Maltempo estremo sull’Ucraina orientale, avvistato persino un tornado nelle campagne di Dnepropetrovsk
Dopo l’alluvione lampo che lo scorso giovedì ha travolto la città di Sochi, nella giornata di ieri il maltempo ha picchiato duro anche su vaste aree dell’Ucraina orientale e meridionale, dove si sono verificati intensi temporali, accompagnati da forti rovesci di pioggia, fulminazioni e persino diversi fenomeni vorticosi. Difatti il movimento “retrogrado” della circolazione depressionaria, evoluta in “CUT-OFF”, verso l’Ucraina meridionale, ha prodotto condizioni di tempo marcatamente instabile e perturbato, favorendo lo sviluppo di diversi sistemi temporaleschi alla mesoscala, successivamente evoluti in autentiche “supercelle”.
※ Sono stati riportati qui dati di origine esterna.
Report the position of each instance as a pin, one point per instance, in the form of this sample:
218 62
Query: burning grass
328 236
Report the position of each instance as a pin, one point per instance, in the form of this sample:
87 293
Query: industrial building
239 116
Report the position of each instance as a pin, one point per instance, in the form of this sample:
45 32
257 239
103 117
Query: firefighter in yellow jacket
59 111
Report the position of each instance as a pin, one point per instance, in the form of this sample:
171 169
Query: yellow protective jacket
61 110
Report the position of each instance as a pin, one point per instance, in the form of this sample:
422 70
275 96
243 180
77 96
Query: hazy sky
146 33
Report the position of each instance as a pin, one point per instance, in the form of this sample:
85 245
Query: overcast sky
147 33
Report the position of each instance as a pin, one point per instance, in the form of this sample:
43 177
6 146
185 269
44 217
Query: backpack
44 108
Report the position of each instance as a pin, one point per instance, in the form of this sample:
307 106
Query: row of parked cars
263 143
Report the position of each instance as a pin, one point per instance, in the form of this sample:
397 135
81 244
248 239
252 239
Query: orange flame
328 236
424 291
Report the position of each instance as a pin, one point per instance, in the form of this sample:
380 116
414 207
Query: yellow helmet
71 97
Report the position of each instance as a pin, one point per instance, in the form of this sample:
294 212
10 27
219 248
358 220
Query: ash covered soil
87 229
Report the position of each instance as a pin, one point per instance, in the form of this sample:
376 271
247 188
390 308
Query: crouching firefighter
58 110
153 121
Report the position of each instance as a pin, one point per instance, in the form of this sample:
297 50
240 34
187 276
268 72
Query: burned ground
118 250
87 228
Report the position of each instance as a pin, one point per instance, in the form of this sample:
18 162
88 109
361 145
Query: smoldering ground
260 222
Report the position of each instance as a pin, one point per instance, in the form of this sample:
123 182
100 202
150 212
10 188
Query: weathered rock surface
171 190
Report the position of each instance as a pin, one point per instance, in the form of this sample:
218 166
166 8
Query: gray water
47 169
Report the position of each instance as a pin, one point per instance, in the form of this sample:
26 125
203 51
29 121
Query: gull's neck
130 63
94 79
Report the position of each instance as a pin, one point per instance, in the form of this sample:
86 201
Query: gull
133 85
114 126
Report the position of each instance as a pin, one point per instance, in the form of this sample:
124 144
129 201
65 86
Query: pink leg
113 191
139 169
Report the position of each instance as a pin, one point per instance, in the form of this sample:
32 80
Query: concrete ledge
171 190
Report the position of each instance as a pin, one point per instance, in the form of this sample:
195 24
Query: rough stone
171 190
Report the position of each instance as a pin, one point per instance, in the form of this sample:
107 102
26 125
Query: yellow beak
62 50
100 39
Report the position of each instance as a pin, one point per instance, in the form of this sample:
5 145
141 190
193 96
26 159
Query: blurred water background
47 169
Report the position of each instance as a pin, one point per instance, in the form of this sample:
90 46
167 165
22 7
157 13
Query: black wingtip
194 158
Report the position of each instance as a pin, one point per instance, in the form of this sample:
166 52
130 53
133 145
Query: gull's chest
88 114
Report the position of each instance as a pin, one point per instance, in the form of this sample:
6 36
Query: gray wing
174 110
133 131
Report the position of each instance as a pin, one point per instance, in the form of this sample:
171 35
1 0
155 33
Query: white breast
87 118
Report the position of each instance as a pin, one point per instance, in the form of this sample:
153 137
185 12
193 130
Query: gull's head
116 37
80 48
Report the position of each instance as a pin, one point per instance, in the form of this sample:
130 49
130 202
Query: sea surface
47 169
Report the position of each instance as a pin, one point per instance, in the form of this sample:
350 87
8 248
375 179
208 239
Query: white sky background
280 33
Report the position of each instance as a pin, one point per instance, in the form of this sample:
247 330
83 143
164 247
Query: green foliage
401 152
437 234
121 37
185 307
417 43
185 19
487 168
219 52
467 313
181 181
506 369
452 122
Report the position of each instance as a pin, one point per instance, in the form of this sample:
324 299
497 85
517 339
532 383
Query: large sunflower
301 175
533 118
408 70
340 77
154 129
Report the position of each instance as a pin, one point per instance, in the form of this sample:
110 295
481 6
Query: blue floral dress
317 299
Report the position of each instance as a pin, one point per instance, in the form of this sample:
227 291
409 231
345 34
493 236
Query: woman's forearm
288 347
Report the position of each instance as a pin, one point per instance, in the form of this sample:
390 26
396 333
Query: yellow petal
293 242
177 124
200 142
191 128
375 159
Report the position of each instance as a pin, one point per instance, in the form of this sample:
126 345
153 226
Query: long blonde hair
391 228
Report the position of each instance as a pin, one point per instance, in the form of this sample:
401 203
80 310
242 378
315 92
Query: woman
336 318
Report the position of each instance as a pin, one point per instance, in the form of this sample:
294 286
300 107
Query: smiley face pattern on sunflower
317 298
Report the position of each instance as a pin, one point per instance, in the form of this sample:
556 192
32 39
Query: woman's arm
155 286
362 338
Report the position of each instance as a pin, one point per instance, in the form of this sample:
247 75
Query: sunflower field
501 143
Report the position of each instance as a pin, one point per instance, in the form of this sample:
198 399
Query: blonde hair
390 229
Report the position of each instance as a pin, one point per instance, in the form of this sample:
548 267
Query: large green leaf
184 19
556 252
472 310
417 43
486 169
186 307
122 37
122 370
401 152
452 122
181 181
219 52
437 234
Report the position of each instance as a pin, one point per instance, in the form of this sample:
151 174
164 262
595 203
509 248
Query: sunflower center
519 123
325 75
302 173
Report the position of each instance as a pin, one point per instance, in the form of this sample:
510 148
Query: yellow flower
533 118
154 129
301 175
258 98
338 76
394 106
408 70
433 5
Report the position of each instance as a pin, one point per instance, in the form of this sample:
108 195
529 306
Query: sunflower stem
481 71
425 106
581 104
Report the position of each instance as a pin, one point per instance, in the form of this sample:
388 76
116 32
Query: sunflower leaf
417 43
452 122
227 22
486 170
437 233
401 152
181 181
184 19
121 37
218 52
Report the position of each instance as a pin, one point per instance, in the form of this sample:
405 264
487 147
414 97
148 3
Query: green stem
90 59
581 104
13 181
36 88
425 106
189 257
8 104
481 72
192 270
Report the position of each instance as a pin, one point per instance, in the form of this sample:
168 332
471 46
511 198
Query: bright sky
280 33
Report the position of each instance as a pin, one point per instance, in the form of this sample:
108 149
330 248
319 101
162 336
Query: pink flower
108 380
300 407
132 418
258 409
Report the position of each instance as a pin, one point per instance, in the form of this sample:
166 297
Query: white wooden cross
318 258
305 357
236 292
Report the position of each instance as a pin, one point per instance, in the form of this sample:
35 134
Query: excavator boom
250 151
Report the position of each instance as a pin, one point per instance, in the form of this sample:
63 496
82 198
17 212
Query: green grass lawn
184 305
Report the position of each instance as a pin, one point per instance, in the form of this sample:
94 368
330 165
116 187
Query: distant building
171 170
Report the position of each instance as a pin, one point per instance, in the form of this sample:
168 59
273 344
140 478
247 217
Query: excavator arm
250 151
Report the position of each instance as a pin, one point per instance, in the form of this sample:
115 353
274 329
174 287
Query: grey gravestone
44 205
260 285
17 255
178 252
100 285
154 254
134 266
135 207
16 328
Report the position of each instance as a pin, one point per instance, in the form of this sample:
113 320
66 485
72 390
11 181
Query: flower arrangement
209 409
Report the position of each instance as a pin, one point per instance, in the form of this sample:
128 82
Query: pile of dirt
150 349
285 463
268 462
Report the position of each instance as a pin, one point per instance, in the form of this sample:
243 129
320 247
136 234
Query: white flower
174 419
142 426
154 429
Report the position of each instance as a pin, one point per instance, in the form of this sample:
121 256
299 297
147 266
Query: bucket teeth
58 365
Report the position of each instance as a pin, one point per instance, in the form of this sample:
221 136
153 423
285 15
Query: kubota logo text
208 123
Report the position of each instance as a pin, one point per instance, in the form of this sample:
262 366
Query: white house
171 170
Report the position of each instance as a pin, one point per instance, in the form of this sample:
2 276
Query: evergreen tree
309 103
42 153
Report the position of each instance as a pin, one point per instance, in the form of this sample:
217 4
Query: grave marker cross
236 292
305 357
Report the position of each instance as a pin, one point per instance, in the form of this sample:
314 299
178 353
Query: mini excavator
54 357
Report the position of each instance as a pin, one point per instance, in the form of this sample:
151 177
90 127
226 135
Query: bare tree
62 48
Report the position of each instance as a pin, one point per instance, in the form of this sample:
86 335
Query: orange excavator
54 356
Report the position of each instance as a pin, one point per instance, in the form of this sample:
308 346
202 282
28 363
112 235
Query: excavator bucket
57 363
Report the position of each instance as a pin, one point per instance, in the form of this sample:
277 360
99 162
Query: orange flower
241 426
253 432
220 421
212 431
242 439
Lo sviluppo di queste “supercelle” nell’est dell’Ucraina è stata determinato proprio dall’intenso “Wind Shear” verticale che nella giornata di ieri ha riguardato gran parte dell’Ucraina centro-orientale, interessati da una vasta circolazione depressionaria a carattere chiuso che ha inasprito i valori di vorticità positiva nella media e alta troposfera. L’intenso “Shear” del vento (ossia di variazioni di velocità e direzione del vento man mano che si sale di quota) innesca all’interno dei cumulonembi temporaleschi dei moti rotatori che fanno roteare l’”updraft”, trasformandolo successivamente in un “mesociclone”, con velocità che possono superare i 260-280 km/h. Soprattutto in presenza, nell’alta troposfera, di “Jet Streaks” o “Drifts” (campi di vento molto forti in quota non associabili al “getto”), dentro i cumulonembi si cominciano a formare dei moti rotatori orizzontali che vengono poi assorbiti dalle forti correnti ascensionali che li generano. Tali rotazioni, pur venendo in parte assorbite dagli stessi moti convettivi che alimentano i cumulonembi, tendono a far roteare le correnti ascensionali, le quali tendono ulteriormente ad intensificarsi a seguito del passaggio in alta quota del “getto”.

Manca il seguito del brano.